Reduction in pulmonary metastasis by restricted feeding is accompanied with reductions in body fat mass and concentrations of proinflammatory cytokines in plasma. Adipose tissue is an endocrine organ that produces proinflammatory cytokines. For example, feeding mice a high-fat diet significantly elevated concentrations of MCP-1 [19] and PAI-1 in adipose tissue [18]. Elevation in proinflammatory cytokines is associated with cancer progression [20, 21]. Knocking out MCP-1 [19] or PAI-1 genes from mice [18] reduces high-fat diet-enhanced metastasis. A reduction in body adiposity may lead to a decreased production of proinflammatory cytokines including MCP-1 and PAI-1, which may be responsible, at least partly, for the anti-metastatic effects of the restricted feeding.

Angiogenesis plays an important role in tumorigenesis and transporting metastatic cells to target organs. Both VEGF and TIMP-1 are potent angiogenic factors.
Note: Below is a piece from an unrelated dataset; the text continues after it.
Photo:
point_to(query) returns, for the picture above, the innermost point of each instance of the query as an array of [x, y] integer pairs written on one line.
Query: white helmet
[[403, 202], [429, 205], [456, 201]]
We previously found that plasma concentrations of VEGF and TIMP-1 are elevated in mice with LLC metastases, and they are further elevated by feeding mice a high-fat diet [18, 19]. In the present study, the increases in plasma concentrations of VEGF and TIMP-1 with high-fat diet-enhanced metastasis indicate a stimulation of angiogenesis during LLC spread and growth. Restricted feeding of the high-fat diet significantly reduced concentrations of VEGF and TIMP-1, which suggests a down-regulation of angiogenesis. This down-regulation may contribute to the attenuation of LLC metastatic progression by the restricted feeding.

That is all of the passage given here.